Классиков я полюбила через два года после смерти мамы. Как-то, взяв с собой том Тургенева и том Чехова, я на нашей тогдашней даче, в пристройке с низкими комнатушками без печки, почти без мебели, с окошками, выходившими на огороды с будкой-уборной, принялась читать «Дворянское гнездо». Я потом сравнивала это открытие и этот переворот с тем, что я прочитала в книге о Елене Келлер [95] , одной из последних книг, которые мне купила мама. Я это место перечитывала множество раз: однажды слепая, глухая и немая девочка держала руку под льющейся водой, а ее учительница, уже отчаявшаяся научить ее единственно возможному для нее языку, писала пальцем на ладони другой ее руки слово «вода», и внезапно девочка поняла связь вещи и ее обозначения, все получило название, и мир переменился для нее.
94
Повесть Александра Сергеевича Неверова (наст. фам. Скобелев; 1886–1923) «Ташкент — город хлебный» была опубликована в 1923 г.
95
Келлер Елена (1880–1968) — слепоглухонемая американка, автор воспоминаний о своей жизни. Возможно, тут имеется в виду книга А. И. Толиверовой «Елена Келлер» (СПб., 1912).
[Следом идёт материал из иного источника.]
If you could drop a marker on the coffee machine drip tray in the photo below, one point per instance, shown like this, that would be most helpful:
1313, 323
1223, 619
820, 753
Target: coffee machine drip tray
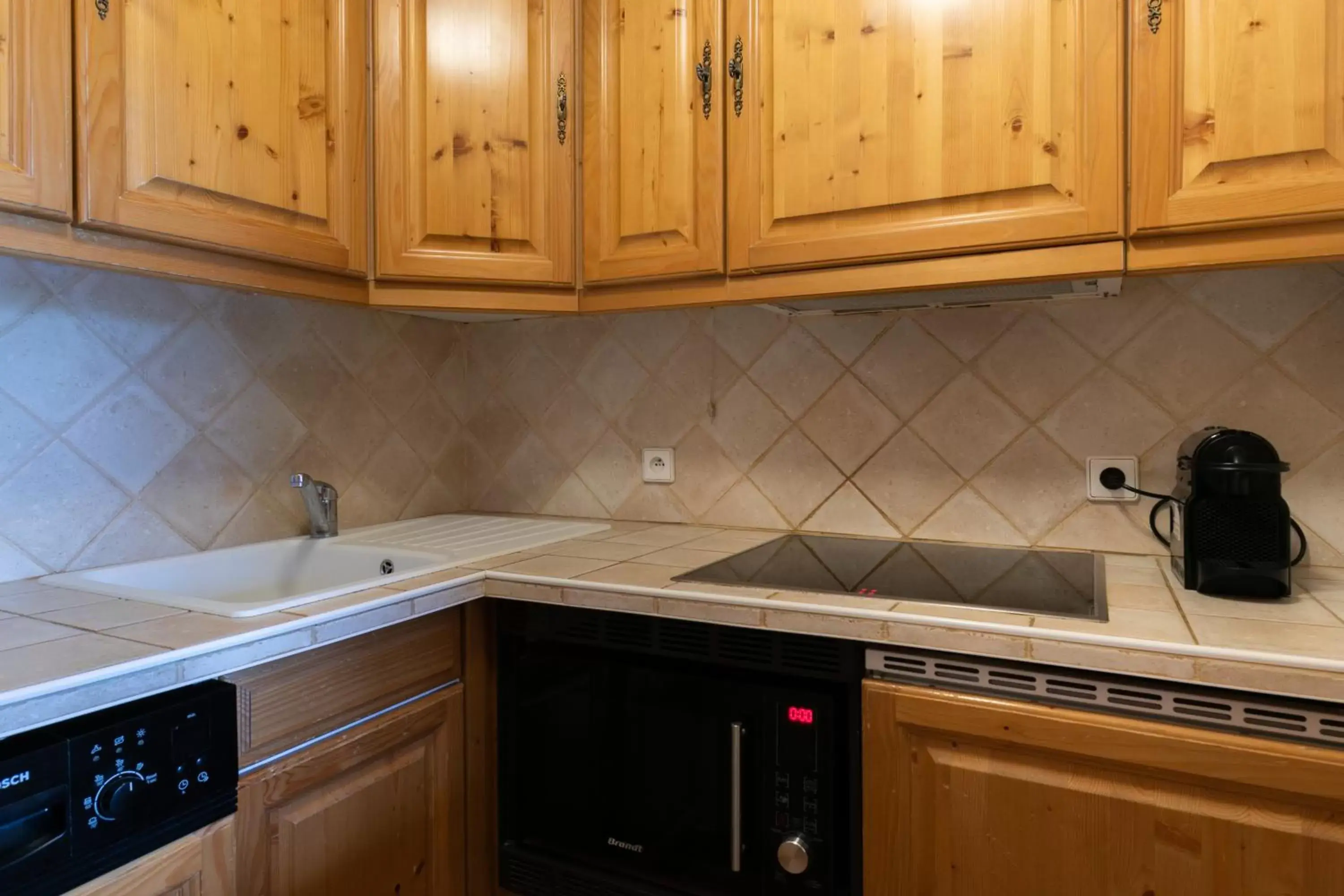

Сравнение не совсем точное, но вот что забавно: я впилась в «Дворянское гнездо», и мне уже становилось неинтересно его перечитывать, потому что, читая одну фразу, я знала, что в следующей, однако я никак не могла решиться начать другой роман, «Дым», мне казалось, что он не может сравниться с тем, что я читаю. Но было не так. Потом я очень долго не могла перейти к пьесам Чехова, уж они-то, думала я, должны быть совсем ерундой, да еще читать «по ролям». Так нет же: «Чайка» совсем свела меня с ума, особенно тем, что самое важное было выражено там как-то рядом со словами. Я не понимала, что не в Тургеневе и не в Чехове дело — на их месте могли быть другие, равные им талантом, а в том, что, на мое счастье (не всем так везет), у меня снялась одна из многих оболочек, мешающих видеть.